Similar is true of enum variants, too, not to mention that any code can be enabled/disabled by preprocessor conditionals.

It’s also worth noting that C employs automatic integer promotion that makes evaluating arithmetic expressions composed of literals quite difficult.

These are reasons why obtaining an AST of a header file isn’t really that helpful when trying to import macro constants, since there is still a lot of work left to do that the compiler normally does. The conclusion is simple: Basically you need to compile.

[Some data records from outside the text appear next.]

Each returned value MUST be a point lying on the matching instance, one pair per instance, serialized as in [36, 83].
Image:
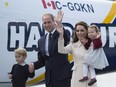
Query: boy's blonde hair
[21, 51]
[94, 27]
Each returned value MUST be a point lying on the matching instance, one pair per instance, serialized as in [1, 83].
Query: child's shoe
[92, 81]
[83, 79]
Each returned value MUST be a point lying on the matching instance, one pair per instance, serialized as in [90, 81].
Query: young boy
[20, 73]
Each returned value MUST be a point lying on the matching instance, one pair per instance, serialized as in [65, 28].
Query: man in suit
[57, 66]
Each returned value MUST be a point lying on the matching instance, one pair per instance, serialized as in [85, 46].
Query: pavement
[103, 80]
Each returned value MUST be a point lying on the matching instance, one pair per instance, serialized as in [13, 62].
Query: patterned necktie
[50, 43]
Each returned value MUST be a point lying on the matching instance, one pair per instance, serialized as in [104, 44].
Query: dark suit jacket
[57, 65]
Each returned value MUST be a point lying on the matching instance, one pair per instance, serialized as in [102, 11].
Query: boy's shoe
[92, 81]
[83, 79]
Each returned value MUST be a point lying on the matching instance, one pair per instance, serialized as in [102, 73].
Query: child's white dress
[96, 58]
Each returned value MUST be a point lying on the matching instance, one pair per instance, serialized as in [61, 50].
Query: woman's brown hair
[75, 38]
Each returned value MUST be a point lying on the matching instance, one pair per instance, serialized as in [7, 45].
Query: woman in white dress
[95, 56]
[78, 50]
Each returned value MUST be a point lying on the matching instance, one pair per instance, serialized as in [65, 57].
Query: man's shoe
[92, 81]
[83, 79]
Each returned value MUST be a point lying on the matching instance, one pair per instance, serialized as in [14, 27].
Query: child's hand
[9, 76]
[99, 34]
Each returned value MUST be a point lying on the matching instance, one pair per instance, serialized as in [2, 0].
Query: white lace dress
[96, 58]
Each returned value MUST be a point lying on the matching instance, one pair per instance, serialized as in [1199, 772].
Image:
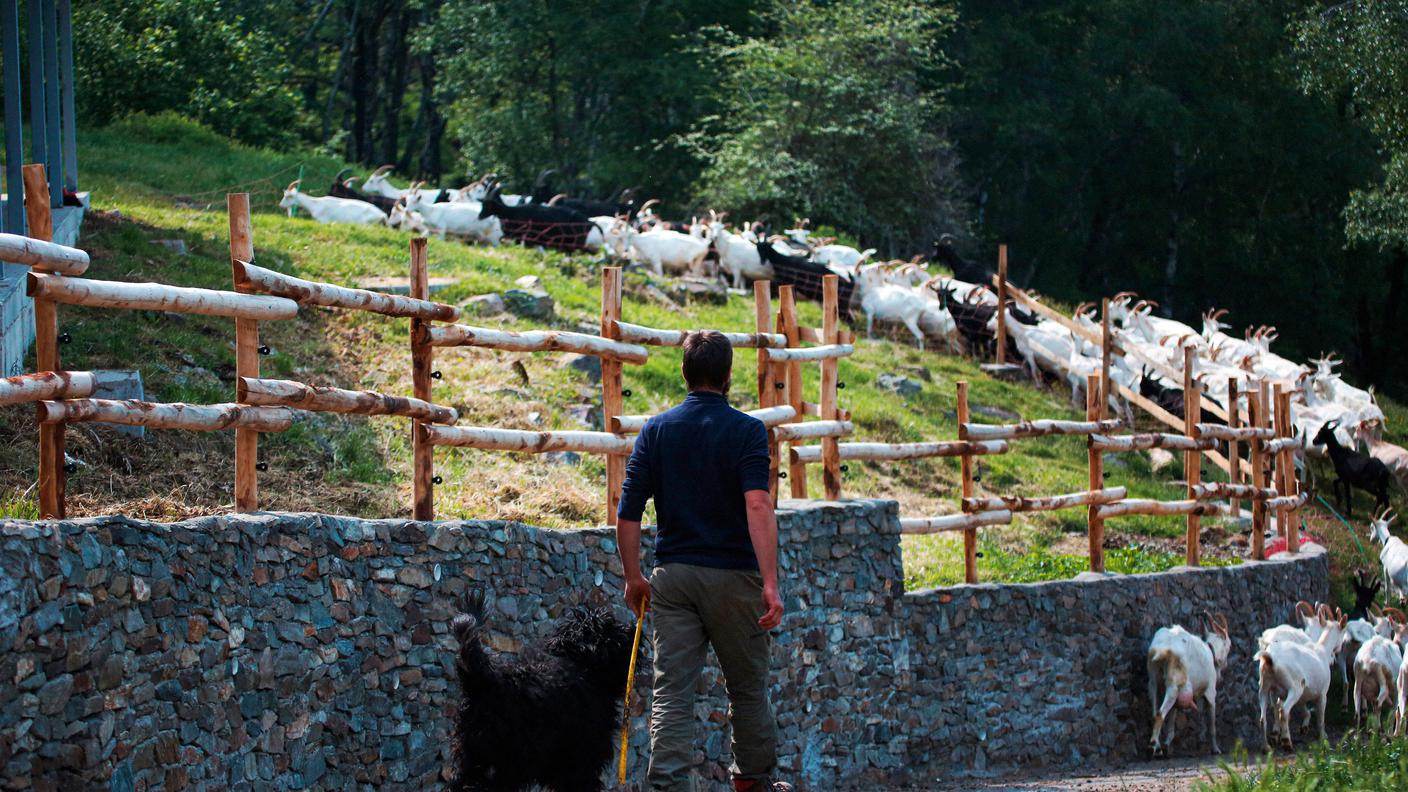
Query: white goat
[1186, 667]
[458, 219]
[1296, 674]
[890, 302]
[378, 183]
[1393, 557]
[842, 257]
[413, 221]
[1394, 457]
[738, 255]
[1376, 668]
[662, 248]
[328, 209]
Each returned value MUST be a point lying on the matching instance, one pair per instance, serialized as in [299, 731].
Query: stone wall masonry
[306, 651]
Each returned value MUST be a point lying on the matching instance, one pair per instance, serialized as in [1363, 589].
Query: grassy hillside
[166, 179]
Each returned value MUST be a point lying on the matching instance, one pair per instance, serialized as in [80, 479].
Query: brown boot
[755, 785]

This has implications for the tools that can be used. For example, the rust-bindgen utility uses Clang’s libclang C interface, which, however, is limited to -fsyntax-only and won’t compile anything for you. And unfortunately the same is true of Clang’s LibTooling API. Therefore I decided to use the underlying native Clang/LLVM API (I don’t know if there’s specific name for it) even though it’s not stable. (Honestly I’m not sure exactly how unstable the API is, I hope it’s stable at least across patch number versions.)

Update: Turns out the LibTooling API can be coerced into not passing the -fsyntax-only option. This is what clang-check does, for example. However, the way LibTooling API is done, it’s impossible to obtain resulting LLVM IR without a global variable so I’m still not going to use it.

The plugin

The idea is pretty simple: The plugin is passed a header file name and a list of constants that the user wishes to import. It then composes a simple C++11 snippet that includes the header file and for each macro constant it defines a variable initialized by that macro.

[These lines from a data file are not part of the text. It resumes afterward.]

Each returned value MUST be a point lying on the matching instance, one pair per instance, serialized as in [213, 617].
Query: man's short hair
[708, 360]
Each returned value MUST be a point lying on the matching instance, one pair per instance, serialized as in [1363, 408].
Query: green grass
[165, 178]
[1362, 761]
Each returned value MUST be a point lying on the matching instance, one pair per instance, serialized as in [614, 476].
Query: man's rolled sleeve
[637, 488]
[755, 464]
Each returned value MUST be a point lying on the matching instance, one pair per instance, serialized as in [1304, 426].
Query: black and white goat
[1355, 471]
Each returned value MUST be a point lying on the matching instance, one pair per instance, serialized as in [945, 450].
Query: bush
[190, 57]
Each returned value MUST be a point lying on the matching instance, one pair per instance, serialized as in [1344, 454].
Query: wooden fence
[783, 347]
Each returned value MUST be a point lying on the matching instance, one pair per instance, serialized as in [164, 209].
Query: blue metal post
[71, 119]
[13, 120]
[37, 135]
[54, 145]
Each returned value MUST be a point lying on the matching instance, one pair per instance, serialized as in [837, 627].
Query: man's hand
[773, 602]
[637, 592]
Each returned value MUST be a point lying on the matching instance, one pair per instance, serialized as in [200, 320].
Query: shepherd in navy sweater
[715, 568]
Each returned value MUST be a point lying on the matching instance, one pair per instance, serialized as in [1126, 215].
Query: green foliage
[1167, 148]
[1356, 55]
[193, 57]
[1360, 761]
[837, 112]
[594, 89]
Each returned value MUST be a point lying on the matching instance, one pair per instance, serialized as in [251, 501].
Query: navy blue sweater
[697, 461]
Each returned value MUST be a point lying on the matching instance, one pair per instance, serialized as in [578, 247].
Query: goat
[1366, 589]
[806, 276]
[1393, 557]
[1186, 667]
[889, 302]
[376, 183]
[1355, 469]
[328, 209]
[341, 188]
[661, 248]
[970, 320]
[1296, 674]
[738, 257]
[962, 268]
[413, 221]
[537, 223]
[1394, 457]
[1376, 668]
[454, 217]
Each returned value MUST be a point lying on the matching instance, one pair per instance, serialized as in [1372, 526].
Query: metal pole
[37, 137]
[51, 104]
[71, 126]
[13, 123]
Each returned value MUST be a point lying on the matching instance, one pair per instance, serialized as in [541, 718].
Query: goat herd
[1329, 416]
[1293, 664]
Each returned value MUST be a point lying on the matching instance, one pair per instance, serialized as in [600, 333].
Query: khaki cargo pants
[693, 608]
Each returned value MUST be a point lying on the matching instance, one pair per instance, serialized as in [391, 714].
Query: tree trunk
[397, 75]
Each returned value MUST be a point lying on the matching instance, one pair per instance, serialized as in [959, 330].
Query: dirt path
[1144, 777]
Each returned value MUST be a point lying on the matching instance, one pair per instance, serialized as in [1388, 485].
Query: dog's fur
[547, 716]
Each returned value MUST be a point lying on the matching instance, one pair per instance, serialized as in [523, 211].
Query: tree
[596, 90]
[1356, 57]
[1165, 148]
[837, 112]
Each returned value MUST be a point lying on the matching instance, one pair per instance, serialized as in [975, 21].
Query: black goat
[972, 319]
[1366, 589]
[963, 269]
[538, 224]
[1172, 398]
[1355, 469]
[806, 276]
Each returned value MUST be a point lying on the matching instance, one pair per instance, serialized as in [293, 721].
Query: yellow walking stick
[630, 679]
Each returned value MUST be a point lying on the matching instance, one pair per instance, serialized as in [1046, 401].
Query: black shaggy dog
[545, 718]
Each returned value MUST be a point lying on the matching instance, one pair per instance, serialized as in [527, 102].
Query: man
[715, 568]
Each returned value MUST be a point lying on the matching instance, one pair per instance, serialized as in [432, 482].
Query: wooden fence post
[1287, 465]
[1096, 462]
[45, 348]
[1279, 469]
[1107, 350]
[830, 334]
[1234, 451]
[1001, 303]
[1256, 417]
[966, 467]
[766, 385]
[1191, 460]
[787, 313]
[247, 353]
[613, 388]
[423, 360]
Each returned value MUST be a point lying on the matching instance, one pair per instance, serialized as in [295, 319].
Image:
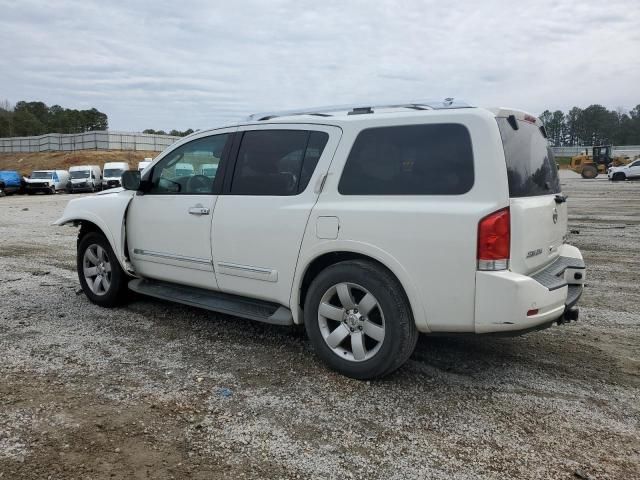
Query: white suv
[367, 225]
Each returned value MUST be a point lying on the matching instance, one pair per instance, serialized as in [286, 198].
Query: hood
[38, 180]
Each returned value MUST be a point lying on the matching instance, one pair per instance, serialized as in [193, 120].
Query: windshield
[531, 168]
[41, 175]
[79, 174]
[113, 172]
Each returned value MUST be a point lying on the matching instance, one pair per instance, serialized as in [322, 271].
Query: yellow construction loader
[589, 166]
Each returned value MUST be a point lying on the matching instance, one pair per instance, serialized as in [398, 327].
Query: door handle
[198, 211]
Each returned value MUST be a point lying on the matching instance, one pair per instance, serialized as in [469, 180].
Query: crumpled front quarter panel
[107, 211]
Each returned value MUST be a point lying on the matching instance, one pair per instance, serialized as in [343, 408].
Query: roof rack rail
[361, 108]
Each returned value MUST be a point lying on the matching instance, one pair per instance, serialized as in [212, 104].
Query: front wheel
[101, 277]
[359, 320]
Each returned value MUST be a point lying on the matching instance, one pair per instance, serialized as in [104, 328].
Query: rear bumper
[511, 302]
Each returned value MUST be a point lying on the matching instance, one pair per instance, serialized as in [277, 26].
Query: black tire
[589, 172]
[400, 333]
[116, 294]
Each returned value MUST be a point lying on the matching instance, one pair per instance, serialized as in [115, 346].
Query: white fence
[98, 140]
[629, 150]
[106, 140]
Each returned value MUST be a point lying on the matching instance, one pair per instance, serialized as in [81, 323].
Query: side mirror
[131, 180]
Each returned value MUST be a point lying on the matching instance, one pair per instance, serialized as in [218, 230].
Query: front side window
[276, 162]
[433, 159]
[191, 168]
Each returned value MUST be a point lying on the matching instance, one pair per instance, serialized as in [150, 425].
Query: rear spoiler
[518, 114]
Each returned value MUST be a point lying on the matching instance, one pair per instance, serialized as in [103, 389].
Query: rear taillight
[494, 241]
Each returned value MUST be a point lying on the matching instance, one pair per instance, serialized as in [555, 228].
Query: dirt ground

Why C++11? Because C++11 has type inference via auto. Without that the type would either have to be inferred somehow else (how?) or specified by the user, none of which seemed like a good idea to me.

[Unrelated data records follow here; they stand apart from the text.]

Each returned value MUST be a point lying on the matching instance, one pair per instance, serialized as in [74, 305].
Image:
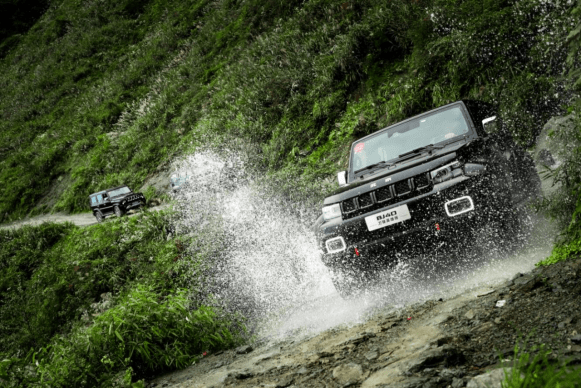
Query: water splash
[264, 260]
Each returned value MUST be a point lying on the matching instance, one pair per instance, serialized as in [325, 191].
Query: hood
[391, 175]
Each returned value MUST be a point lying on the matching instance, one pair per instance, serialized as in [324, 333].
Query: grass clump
[535, 369]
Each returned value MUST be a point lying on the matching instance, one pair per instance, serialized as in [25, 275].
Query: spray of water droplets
[262, 259]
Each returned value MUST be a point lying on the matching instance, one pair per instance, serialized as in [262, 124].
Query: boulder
[347, 374]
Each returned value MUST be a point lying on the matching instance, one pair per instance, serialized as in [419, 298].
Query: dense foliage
[101, 93]
[84, 307]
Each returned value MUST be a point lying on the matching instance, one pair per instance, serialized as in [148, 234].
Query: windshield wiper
[371, 166]
[429, 147]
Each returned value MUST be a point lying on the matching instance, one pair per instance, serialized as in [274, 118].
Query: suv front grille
[402, 188]
[421, 181]
[349, 206]
[383, 194]
[386, 195]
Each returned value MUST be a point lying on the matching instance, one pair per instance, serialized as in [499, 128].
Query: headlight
[331, 212]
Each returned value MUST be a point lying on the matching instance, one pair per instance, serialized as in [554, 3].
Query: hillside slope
[100, 93]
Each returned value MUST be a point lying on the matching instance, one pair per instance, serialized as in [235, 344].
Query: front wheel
[118, 211]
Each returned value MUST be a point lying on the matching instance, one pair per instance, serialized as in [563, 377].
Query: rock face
[464, 341]
[347, 374]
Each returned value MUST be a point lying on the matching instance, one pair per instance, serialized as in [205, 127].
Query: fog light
[336, 244]
[459, 206]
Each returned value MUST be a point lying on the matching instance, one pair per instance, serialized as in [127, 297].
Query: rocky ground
[457, 342]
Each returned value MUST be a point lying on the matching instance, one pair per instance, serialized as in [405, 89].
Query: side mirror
[490, 125]
[342, 178]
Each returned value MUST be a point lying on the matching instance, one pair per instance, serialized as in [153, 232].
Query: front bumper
[430, 222]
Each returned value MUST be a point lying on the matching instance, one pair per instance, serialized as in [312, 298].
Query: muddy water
[268, 265]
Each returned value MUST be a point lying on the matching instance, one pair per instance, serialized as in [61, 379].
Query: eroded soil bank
[436, 343]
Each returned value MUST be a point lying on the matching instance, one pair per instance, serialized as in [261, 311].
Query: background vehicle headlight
[331, 212]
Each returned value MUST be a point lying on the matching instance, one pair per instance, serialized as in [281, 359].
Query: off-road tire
[99, 216]
[118, 211]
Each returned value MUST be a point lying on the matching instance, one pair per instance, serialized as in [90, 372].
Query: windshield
[120, 191]
[400, 139]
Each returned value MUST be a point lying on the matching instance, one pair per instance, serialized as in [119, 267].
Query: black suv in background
[117, 200]
[446, 172]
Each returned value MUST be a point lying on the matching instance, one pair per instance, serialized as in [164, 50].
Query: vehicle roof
[460, 102]
[106, 190]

The snippet is then compiled by Clang/LLVM into a LLVM IR module, which can be enumerated fairly easily. The values as well as inferred types are extracted from the module and Rust AST is generated based on that information.

For example, this is a snippet the plugin genereates in the above example:

extern "C" {
#include "limits.h"

auto rust_import_INT_MAX = INT_MAX;

Annoyances along the way

Compiler APIs aren’t exactly the easiest to get a hang of, and Clang is definitely no exception. A notorious problem when working with Clang API is Clang’s builtin headers. Normally, the compiler locates these by first obtaining location of itself (the binary file) and using a hardcoded relative path from there. Which kind of makes sense for the compiler, but makes life difficult for API users. I use a build script that invokes clang to find out builtins path as well as other system include paths.

Second problem is rustc, specifically, the fact that it has parts of LLVM 3.3 statically linked into it. This makes it impossible for plugins to link to LLVM, even if using dlopen(), because LLVM apparently performs some static init of some static data (I bumped into this problem here).

For that reason I decided to split off the Clang/LLVM part into a seperate backend binary that the plugin invokes as a process and communicates with. This makes linking problems go away and also the backend binary (called clang-rust-import) can be easily tested separately from rustc.

The plugin talks to the backend process in JSON.

Source code

The code is short and very rough around the edgedes, I wrote it in a couple of afternoons most of which I sepnt trying to decipher the enigma that the Clang API is (and to a lesser extent, Rust compiler API).

So far the plugin only imports macro constants and only of integral type. No other types are supported as well as no other kinds of C declarations. Not that it’s impossible or particularly difficult, but I just couldn’t be bothered yet.

Anyway, the repo is here:

To compile & use, following tools & libs are needed:

  • cmake
  • clang 3.6
  • jsoncpp

The backend binary is compiled separately, it’s located in ./backend/. Compile it using cmake and symlink the binary somewhere in $PATH so that the plugin can find it.

The plugin can be compiled using cargo from the top-level directory, but it’s best to use it as a dependency in another project, such as the one in ./test directory.

NOTE: The plugin might not work as expected, might not even compile, or might compile but do something preposterous. Approach with caution.

Enjoy and please feel free to criticise & provide feedback.